Planning and carrying out investigations

3. Next have youth add water to their pans. Try dropping the “poop” into the water and see how it splashes. Is there any way to make it not splash? What makes it splash higher?

  1. Having a tape measure next to your pan of water can help record the splash height.
  2. Track the poop shape compared to the splash height as accurately as possible.
  3. Does a higher drop mean a higher splash? Predict what will happen and then test it.
  4. Does a heavier poop mean a higher splash? Predict what will happen and then test it.

Science Practice:

Constructing explanations and designing solutions

4. Is there any way to make your models for your poop or toilet basin more accurate?

  1. Is there a way to design a toilet to reduce or eliminate the amount of splash?

Science Practice:

Engaging in argument from evidence

5. What made the biggest difference in the amount of splash? Discuss the reasons why.

Science Practice:

Obtaining, evaluating, and communicating information

6. Do you think scientists sometimes have difficulty talking about gross subjects? Is communicating that kind of information important? Can you think about any significant yucky subjects that require important communication? What is the best way to communicate that information?

Related questions to explore:

  • Are toilets around the world different than the ones in your home?
  • Why does poop sometimes sink and sometimes float?

Science & Engineering Practices:

These eight Science and Engineering Practices come from A Framework for K–12 Science Education (National Research Council, 2012, p. 42). These research-based best practices for engaging youth in science are connected to in-school science standards that all children must meet.

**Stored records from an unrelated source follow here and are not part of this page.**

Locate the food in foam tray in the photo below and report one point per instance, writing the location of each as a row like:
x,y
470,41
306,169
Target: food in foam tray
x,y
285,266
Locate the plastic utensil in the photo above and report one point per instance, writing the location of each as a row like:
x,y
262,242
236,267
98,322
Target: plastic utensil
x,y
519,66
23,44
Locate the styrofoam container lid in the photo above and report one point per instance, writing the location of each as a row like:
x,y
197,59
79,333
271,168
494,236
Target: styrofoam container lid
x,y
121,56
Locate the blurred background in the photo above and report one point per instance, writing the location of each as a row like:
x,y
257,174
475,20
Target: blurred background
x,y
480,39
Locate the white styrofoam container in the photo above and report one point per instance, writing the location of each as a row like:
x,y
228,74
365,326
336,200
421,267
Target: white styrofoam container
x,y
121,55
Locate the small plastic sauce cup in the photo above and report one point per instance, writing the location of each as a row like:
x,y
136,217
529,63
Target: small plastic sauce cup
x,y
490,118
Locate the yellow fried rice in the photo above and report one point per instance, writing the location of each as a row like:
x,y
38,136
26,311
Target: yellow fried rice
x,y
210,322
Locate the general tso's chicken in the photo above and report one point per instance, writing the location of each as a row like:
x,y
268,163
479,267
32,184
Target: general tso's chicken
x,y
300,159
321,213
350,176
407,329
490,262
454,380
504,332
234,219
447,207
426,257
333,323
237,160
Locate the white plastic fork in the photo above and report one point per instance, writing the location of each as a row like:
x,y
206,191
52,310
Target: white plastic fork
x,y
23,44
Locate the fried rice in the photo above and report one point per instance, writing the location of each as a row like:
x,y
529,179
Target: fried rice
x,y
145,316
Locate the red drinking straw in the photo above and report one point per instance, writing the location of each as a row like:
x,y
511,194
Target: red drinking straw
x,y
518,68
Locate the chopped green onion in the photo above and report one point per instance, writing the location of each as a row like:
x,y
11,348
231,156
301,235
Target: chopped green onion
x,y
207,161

  • Asking questions and defining problems
  • Developing and using models
  • Planning and carrying out investigations
  •  Analyzing and interpreting data
  • Using mathematics and computational thinking
  • Constructing explanations and designing solutions
  • Engaging in argument from evidence
  • Obtaining, evaluating, and communicating information


National Research Council. (2012). A framework for K-12 science education: Practices, crosscutting concepts, and core ideas. Washington, DC: National Academies Press.